Le rôle d'un individu correspond à «l'ensemble des comportements à quoi les autres s'attendent légitimement de sa part.»(Stoetzel, 1978, p. 206). A chaque statut s'associent plusieurs rôles répondant aux attentes des divers correspondants familiaux et sociaux. L'individu est capable d'assumer de nombreux rôles illustrant, en principe, une certaine harmonie et une congruence. Ils sont en rapport avec les valeurs générales de la société d'appartenance ainsi qu'avec celles des différents groupes de contact. Tout enfant reçoit quotidiennement une éducation au «rôle social» qui sera le sien. C'est le premier socle de la socialisation comme apprentissage du vivre ensemble. L'enfant aura un «rôle à tenir auquel correspondent des privilèges, des obligations, des interdits spécifiques, des tâches à accomplir» (Fumat, 1998, p. 54).

William James distingue dans la personne le «je» et le «moi». Le «moi social» naît de la reconnaissance que la personne reçoit d'autrui. Les «soi sociaux» sont multiples du fait que des personnes différentes répondent différemment à une même personne. Plus tard Mark Baldwin, en introduisant en psychologie la notion de sélection naturelle, met l'accent sur l'imitation qui permet à l'enfant de devenir un être social : l'enfant imite autrui puis il s'imite en manifestant à son propre égard les comportements qu'il a pour autrui.

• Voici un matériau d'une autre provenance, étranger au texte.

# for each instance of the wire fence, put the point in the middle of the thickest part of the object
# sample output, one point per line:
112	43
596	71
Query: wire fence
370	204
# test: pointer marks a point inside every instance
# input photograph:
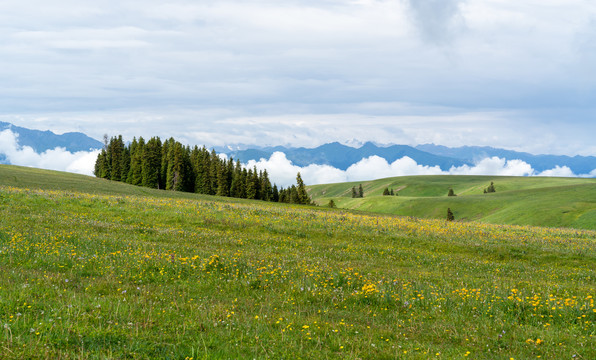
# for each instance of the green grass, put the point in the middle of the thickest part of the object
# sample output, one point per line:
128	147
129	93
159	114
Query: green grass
554	202
96	270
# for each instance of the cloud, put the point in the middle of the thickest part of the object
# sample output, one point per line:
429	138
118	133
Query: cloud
558	171
282	172
82	162
495	166
436	20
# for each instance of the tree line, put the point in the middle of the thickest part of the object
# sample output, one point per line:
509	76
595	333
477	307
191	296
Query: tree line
170	165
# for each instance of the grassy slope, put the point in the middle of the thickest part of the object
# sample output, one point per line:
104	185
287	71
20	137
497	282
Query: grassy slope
124	275
567	202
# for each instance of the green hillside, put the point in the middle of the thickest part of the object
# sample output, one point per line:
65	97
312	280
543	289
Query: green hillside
92	269
540	201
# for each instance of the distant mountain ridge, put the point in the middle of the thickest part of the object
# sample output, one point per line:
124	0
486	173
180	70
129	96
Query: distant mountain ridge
343	156
577	164
42	141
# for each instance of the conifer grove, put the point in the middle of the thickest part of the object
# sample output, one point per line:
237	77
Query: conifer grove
170	165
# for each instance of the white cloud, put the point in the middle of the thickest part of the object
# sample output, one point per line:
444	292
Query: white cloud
82	162
283	172
128	62
495	166
558	171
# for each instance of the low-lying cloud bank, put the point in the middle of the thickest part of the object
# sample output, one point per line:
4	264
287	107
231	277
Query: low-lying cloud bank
283	172
81	162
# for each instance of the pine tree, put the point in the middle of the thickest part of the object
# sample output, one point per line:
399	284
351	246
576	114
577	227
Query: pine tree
275	194
251	187
302	195
151	163
223	187
266	190
115	149
101	165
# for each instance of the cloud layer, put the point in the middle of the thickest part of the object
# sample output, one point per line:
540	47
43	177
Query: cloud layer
81	162
283	172
252	71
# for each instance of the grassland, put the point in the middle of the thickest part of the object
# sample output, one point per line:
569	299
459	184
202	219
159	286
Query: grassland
554	202
98	270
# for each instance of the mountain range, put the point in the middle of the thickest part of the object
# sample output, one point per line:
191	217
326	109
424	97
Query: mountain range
333	154
343	156
42	141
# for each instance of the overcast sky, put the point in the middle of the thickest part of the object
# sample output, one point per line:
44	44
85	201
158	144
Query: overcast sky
504	73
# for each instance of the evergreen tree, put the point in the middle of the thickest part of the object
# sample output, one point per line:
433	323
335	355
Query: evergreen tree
115	149
101	165
251	186
151	163
223	187
275	194
203	181
302	195
266	189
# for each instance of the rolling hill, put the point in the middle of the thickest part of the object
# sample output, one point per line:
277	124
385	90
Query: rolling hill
539	201
96	269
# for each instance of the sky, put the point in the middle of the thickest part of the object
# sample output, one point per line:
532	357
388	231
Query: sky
512	74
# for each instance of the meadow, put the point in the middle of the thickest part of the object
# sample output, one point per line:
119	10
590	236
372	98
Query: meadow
538	201
94	269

S'intéressant au fondement culturel de la personnalité, Ralph Linton (1999) considère que la structure sociale produit une organisation simultanée de plusieurs systèmes possédant chacun sa propre fonction. La place de l'individu dans le système dépend de son appartenance aux différentes catégories sociales (âge, sexe, etc.). Quant au fondateur de la sociométrie, Moréno (1970),il met en place le théâtre spontané où les rôles improvisés conduisent au psychodrame. Le test sociométrique conçu par Moréno mesure les relations interpersonnelles à l'intérieur des groupes et permet d'y définir le statut de chaque membre.

Selon Mead (1963), la socialisation s'effectue par l'intériorisation et la compréhension des rôles sociaux. En jouant, l'enfant apprend à connaître et à comprendre les différents comportements des acteurs sociaux. Mead définit deux stades dans le développement du «soi» par la distinction entre le jeu libre et le jeu réglementé. Le jeu libre, du premier stade, ne comporte pas de règles précises, et l'enfant y prend des rôles complémentaires : il apprend à jouer envers lui‑même le rôle de l'autre ; il se socialise en se plaçant successivement dans des positions complémentaires et en prenant conscience de l'emboîtement des rôles. Considérant la croissance fréquente des jeux de rôles entre l'âge de 3 et 6 ans, Winnykamen voit que l'âge constitue un facteur d'influence sur «la complexité des scénarios»(1990, p. 240). Au second stade de la socialisation où le jeu est réglementé, Mead considère que l'enfant s'implique dans un groupe social lui facilitant d'accéder à ce qu'il appelle «l'autrui généralisé»(1963, p. 131).